Children can often pick up things like reading and counting at a younger age than they are taught at present. If they are both at about the same level with what they have been taught, why not teach them together? The older dd will probably pick up things quicker, but it easy to adapt games for slightly different levels. Playing shops is a good game for maths and something you can do with both. Getting your older dd to show the younger adding one more will help both.

whosafraidofabigduckfart Fri 26-Jan-18 20:40:28


You might be interested to know that DCU run a nationwide gifted and talented program called CTYI

It runs programmes throughout the country too

whosafraidofabigduckfart Sat 27-Jan-18 10:40:57

My DD is slightly different, she acquired language quickly but suprised me when she had just turned 2. We were late rushing somewhere (her brother was just born and was crying) so I was rushing to get into car (he’d sleep) and I couldn’t find my wallet. I was rushing around saying where’s my wallet and dd said - take the money from my money box

She’s a strategic thinker (scored very high in non verbal reasoning) and language. She problems solved in school to according to teachers (when she was younger) - helping kids who were upset over parts in Christmas play etc

Nellsbells11 Wed 07-Feb-18 20:27:13

I don't know if you can at that age to be honest, not with any real certainty. My daughter was always very advanced in everything and is obviously incredibly switched on when you talk to her but she's also dyslexic so academically at 8 , not much to write home about! Her general ability scores are very high though so she is officially in the gifted range just doesn't achieve to that level.

I always thought her brother was a bit behind in comparison. He spoke much later, didn't count or know his colours or do any of the things that made me think DD was bright.He is very mathsy though and looking back there were indications that his none verbal reasoning was good. For instance he'd always be able to work out a way of getting to things he wanted, like biscuits on the top shelf ! He was a climber and irritatingly loved nothing more than taking things apart. He would constantly toddle up to me with toys in pieces ! It was only when he was about 3 or 4 that I stated to realise that he was brilliant with numbers. On his first week in reception his teacher said he was "a fantastic reader" and it was only then that I realised he'd taught himself. That made me feel pretty bad to be honest! I think some of them go under the radar and others probably appear and are very bright but that it doesn't always show from heir school grades.

Jenala Wed 07-Feb-18 20:32:10

She sounds like my 2.5 year old with the exception of 36 piece puzzles. I think he's pretty smart but I don't think he's gifted and talented. And you see all the time people on here who had exceptionally forward toddlers who are on a level/slightly above peers now in teen years suggesting it's not necessarily indicative of anything. I think as long your always facilitating the next stage you won't go too wrong.

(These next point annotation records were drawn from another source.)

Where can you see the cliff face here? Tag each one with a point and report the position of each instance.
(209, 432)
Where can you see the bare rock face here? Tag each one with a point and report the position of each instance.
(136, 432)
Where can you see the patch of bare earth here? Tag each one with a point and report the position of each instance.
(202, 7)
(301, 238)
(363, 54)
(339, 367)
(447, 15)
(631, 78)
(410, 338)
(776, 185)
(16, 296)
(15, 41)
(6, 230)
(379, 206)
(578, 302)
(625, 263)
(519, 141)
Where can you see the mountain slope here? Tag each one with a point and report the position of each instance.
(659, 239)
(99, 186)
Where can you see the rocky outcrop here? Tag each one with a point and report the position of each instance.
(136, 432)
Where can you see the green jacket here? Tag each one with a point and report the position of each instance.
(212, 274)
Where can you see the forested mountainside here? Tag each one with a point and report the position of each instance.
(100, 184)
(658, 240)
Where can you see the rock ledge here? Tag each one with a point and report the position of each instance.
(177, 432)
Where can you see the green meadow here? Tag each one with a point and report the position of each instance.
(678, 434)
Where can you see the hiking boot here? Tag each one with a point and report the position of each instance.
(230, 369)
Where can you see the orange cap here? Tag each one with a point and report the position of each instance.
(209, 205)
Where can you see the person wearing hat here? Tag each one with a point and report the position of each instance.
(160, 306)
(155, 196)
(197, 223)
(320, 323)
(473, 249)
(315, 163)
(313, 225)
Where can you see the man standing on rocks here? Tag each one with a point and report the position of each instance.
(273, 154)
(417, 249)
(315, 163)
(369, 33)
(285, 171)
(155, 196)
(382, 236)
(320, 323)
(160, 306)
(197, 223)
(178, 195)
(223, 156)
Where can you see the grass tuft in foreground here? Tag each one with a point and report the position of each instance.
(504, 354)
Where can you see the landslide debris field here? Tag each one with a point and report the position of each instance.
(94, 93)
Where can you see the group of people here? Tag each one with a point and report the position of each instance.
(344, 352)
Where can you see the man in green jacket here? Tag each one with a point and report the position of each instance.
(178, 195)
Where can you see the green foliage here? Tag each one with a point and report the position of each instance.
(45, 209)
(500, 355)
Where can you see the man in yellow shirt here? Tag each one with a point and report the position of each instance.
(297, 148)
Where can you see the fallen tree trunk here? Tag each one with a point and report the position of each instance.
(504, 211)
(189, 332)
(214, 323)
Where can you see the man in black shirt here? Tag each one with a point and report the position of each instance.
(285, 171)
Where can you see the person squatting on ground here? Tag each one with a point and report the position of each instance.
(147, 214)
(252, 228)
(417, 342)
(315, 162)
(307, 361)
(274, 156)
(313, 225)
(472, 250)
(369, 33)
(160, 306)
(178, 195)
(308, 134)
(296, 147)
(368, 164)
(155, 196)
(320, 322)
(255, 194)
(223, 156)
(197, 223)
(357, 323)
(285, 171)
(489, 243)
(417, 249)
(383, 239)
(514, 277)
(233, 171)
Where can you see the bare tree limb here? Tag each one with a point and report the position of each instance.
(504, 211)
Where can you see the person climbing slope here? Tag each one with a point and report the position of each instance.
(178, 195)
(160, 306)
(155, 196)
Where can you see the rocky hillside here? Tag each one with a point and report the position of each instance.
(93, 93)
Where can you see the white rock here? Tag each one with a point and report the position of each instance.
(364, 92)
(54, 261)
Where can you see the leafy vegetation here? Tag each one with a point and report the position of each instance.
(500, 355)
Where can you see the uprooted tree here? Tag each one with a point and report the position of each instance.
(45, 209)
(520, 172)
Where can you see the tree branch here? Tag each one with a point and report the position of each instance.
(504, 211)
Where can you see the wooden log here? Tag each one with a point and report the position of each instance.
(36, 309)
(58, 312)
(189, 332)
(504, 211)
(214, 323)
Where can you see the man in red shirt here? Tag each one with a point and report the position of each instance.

GreenTulips Wed 07-Feb-18 20:34:43

She’s not very interested in making marks
I am rubbish at ever getting the paint out

These are very much related - kids need messy play - play doh paint crayons chalks -

They need to stretch and use their fingers as much as possible, get some pegs, beads, hand tools like screw drivers (kids plastic ones) scissors, let her chop paper.

These will all helpbher learn to write when she's ready

LolitaLempicka Wed 07-Feb-18 20:37:10

My daughter was very very advanced at a young age, but now, although still bright, is nothing unusual. My son could barely talk and was slow at picking things up. He is now the most intelligent person I have ever met. (Both adults now) So you really can’t tell. I also only ever wanted them to be happy so didn’t push them.

PerfectlySymmetricalButtocks Wed 07-Feb-18 21:12:41

School assessed DD as GAT when she was in year 1.